7. The AMS should provide opportunities for continued science-policy dialogues, since climate science policy is a relatively new area. There should be more opportunities for open dialogue that is focused on climate-sensitive sectors. The goals of these dialogues include: identification of critical climate information needs; enhanced understanding of vulnerability; improved assessment methodologies; exploration of response strategies; and increased awareness of current and emerging forecasting capabilities and decision-support tools.
1. There should be regular discussions among representatives of the providers of climate services concerning enhancements in those services. In many cases, guidance information widely distributed by the NOAA Climate Prediction Center (CPC) is enhanced significantly and is tailored to be application-specific for users by climate scientists in the private sector and/or academia. By having regular discussions about potential service enhancements, the various providers can continue to build a cooperative partnership.
2. Providers of climate information and forecasts should ensure that the space scales, timescales, and variables of interest to end-users are addressed clearly. It is especially important to convert basic meteorological elements to variables, such as stream flow, that are of interest to end-users.
3. Climate prediction providers should ensure that uncertainty measures are clearly stated to the public and decision makers. The measures should include, at a minimum, information related to probabilities of occurrence of the forecasted variables or quantities, accuracy of recent forecasts, and general physical reasoning behind the forecast.
4. Climate information providers and decision makers should create partnerships that support shared learning (co-production of knowledge) and joint problem solving. These partnerships should be joint, interactive endeavors between participants in climate science/application and in societal decision-making. The partnerships should design and execute pilot projects, and jointly assess the benefits, reliability, and impacts of climate prediction applications in an attempt to “scale-up” the lessons from individual projects to more general, successful applications. In the course of carrying out these projects, the mutual trust necessary to make the partnerships effective will be developed.

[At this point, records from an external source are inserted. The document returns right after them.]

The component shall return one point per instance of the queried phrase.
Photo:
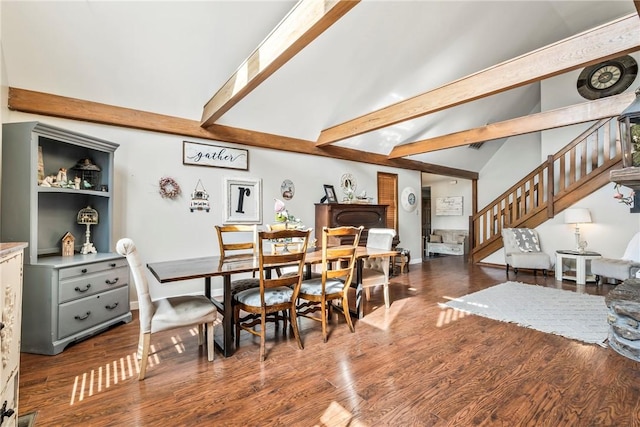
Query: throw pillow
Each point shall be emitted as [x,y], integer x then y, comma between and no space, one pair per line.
[526,239]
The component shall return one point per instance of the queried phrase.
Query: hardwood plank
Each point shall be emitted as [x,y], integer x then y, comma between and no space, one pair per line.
[607,41]
[414,364]
[303,24]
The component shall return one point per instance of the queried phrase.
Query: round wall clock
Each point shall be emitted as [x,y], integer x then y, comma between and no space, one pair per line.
[607,78]
[287,189]
[408,199]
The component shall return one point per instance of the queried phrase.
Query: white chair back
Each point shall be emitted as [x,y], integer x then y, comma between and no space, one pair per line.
[380,238]
[127,248]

Many aspects of the recommendations presented in this Report must be met by the private sector—including corporate decision makers and the value-added meteorological services industry that provides climate information. Other aspects require public sector investments and actions. There are also recommendations that require university actions and research activities. The recommendations developed in this Forum, although directed, for the most part, at specific portions of these interested communities, can be best implemented through cooperative efforts among those communities.
These cooperative efforts, therefore, require effective public-private-academic sector partnerships. As noted in Section III, the Forum participants recommended that the AMS should be proactive in organizing dialogues that could foster the development of effective partnerships between the climate information providers and users. The AMS is prepared to serve in that role.
Implementation of the Forum recommendations would enable the development of effective responses to climate variations, within the United States, as well as internationally.
1 “Improving El Nino Forecasting: The Potential Benefits,” ed. Rodney F. Weiher, U.S. Department of Commerce, National Oceanic and Atmospheric Administration, August 1999.